Subscription Loyalty Risk Radar

An intelligence engine that transforms raw shopping behavior into subscription insights, frequency predictions, loyalty scoring, and scenario simulation, designed for teams that want to understand not only what customers do, but why they behave the way they do.

Overview

Retail loyalty is not a single action, it is a behavioral signature that emerges from repeated decisions: purchasing rhythms, shipping preferences, discount sensitivity, past experiences, and long-term commitment tendencies.

Yet most companies reduce loyalty to naive metrics like “number of purchases” or “subscription status.” This leads to simplistic marketing decisions and predictable churn.

Subscription-Loyalty-Risk-Radar takes a more scientific view:

Loyalty is multi-dimensional
Behavior must be quantified
Predictions must be explainable
Insights must be actionable

This project builds a full-stack ML system that:

1. Predicts subscription probability

Who is likely to subscribe? Who is unlikely? Why?

2. Models purchase frequency

How often will a customer buy? What is their behavioral “intensity score”?

3. Creates a unified Loyalty Risk Score (0–100)

A single interpretable metric combining short-term behavior + long-term intent.

4. Provides explainability for each score

Which features raised or lowered loyalty? What factors shape behavior?

5. Simulates what-if scenarios

What happens if you offer a discount? Change shipping speed? Add a promo?

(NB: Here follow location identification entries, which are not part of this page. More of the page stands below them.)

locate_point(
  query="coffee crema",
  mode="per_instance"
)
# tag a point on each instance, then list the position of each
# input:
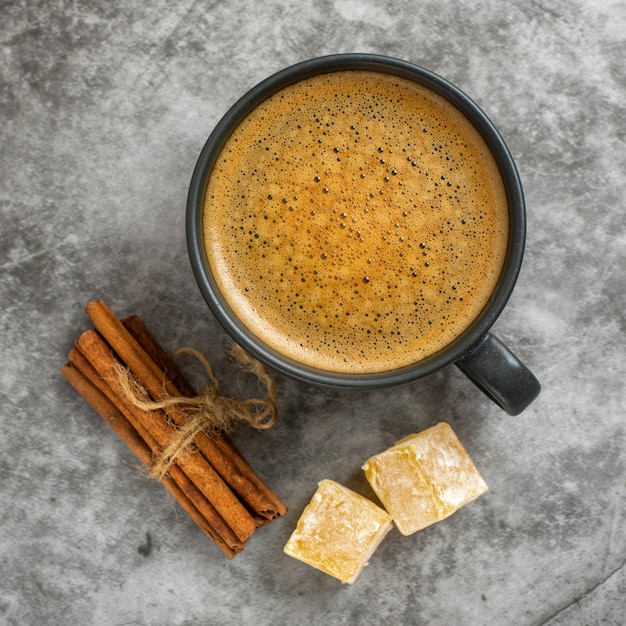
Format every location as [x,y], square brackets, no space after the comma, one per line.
[356,222]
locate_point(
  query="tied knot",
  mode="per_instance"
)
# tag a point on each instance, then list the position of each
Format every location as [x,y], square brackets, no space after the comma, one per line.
[209,411]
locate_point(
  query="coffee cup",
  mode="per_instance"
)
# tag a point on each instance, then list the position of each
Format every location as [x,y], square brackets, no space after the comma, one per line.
[357,221]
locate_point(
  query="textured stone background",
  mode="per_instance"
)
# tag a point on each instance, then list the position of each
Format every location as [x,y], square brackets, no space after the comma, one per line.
[104,108]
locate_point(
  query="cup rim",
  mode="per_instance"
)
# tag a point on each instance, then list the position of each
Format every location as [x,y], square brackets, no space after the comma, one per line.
[342,62]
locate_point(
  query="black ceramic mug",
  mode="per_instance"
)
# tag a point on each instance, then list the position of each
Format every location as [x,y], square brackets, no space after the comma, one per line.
[487,362]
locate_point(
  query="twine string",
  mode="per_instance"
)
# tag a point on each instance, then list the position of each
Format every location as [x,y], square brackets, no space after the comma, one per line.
[209,411]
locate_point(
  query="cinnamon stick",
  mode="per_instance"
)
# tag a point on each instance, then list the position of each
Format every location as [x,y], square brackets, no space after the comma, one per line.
[195,466]
[218,529]
[219,448]
[118,422]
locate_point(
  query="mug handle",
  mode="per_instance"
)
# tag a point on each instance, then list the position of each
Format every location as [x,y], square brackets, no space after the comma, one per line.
[496,371]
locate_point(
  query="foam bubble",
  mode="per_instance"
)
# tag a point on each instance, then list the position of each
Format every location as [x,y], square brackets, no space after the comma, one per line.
[356,222]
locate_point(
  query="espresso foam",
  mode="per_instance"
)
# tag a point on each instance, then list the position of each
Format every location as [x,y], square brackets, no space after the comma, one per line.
[356,222]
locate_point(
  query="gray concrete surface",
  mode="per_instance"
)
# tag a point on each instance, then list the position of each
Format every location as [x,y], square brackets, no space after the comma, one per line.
[104,109]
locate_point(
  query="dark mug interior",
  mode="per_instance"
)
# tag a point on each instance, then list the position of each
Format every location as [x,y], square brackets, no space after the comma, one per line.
[454,351]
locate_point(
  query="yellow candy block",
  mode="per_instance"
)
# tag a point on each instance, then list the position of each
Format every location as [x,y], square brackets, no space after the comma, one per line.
[424,478]
[338,531]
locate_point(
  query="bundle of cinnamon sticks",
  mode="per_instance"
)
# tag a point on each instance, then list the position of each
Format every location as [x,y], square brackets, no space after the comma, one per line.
[213,483]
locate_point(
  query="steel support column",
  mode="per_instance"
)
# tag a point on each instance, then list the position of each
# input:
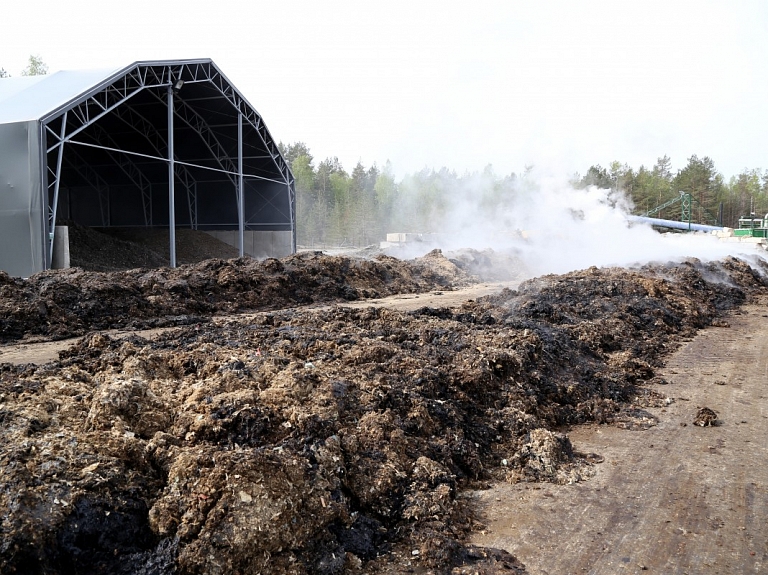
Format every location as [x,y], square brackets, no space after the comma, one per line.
[171,178]
[241,187]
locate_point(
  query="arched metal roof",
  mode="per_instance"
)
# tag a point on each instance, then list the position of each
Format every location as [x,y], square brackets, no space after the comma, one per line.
[101,145]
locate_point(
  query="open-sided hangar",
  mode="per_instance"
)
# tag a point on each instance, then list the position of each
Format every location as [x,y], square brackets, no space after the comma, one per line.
[157,144]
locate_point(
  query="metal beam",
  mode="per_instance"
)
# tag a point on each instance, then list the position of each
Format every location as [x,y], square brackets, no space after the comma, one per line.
[171,178]
[240,187]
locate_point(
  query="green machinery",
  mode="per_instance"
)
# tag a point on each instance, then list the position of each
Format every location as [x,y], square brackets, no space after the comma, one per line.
[687,204]
[752,227]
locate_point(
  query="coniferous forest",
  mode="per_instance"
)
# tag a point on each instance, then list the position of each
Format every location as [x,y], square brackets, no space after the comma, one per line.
[358,208]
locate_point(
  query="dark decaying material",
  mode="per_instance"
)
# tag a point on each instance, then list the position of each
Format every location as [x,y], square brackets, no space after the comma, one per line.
[316,441]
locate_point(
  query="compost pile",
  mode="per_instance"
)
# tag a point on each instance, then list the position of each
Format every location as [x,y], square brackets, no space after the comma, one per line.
[65,303]
[328,441]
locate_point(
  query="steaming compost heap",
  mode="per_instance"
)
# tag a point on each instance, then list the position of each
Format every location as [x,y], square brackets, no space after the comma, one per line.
[300,440]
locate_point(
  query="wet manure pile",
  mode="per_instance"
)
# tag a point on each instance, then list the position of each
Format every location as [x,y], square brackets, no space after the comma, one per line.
[65,303]
[331,441]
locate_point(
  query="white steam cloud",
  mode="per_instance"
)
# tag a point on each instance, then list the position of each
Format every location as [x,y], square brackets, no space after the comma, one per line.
[547,226]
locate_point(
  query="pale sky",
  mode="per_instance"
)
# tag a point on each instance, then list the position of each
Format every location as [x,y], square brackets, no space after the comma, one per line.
[558,84]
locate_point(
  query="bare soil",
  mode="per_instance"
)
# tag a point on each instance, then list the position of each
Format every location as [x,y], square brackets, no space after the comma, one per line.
[328,439]
[676,498]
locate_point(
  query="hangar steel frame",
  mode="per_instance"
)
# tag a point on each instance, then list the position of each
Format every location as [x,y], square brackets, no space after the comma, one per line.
[213,120]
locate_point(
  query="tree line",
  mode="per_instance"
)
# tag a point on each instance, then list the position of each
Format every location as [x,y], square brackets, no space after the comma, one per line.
[717,200]
[358,208]
[35,67]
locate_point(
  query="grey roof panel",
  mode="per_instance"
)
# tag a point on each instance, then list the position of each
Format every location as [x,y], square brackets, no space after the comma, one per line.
[32,97]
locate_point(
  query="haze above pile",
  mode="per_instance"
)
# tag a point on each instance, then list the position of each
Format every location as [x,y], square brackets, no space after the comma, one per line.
[545,225]
[461,85]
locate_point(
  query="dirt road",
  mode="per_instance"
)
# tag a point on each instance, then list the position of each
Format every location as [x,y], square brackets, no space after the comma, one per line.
[676,498]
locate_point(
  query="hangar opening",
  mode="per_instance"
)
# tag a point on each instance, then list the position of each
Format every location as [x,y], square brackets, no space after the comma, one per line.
[169,144]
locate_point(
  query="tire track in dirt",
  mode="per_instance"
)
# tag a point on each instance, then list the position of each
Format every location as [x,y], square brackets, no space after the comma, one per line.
[676,498]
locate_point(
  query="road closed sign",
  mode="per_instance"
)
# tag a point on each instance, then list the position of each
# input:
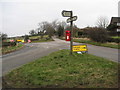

6. Visualizes everything in an interactive dashboard

A complete customer intelligence interface powered by Streamlit.

Why This Project Exists

(A business narrative + a data science narrative)

The Business Problem

E-commerce teams struggle with questions like:

“Which customers are slipping away?”
“Who should we target with retention offers?”
“Which segments are discount-driven?”
“What would increase subscription adoption?”
“Who buys weekly vs monthly vs annually, and why?”

And crucially:

“Which levers actually change customer behavior?” (not which ones we think do)

Traditional dashboards fail because they answer what happened, but not what will happen or why it will happen.

This project fills that gap.

The Data Science Problem

Most ML pipelines try to predict a single target. But loyalty is not a single target, it is the interaction of at least two dimensions:

1. Long-term commitment signals → subscription intention

This reflects trust, brand fit, and willingness to commit.

2. Short-term behavioral intensity → purchase frequency

This reflects habits, timing, product needs, lifestyle cycles.

These two dimensions do not always correlate, which is why a single model is insufficient.

A customer may:

Buy frequently but never subscribe
Buy rarely but have high subscription tendency
Buy seasonally yet be highly loyal
Buy many times but be price-sensitive and churn-prone

To model loyalty correctly, we must model:

Intent
Behavior
Consistency
Sensitivity
Predictability

This system captures all of them.

How a Data Scientist Thinks About Loyalty

(Core design philosophy)

Loyalty is not an outcome, it is an evolving probability distribution.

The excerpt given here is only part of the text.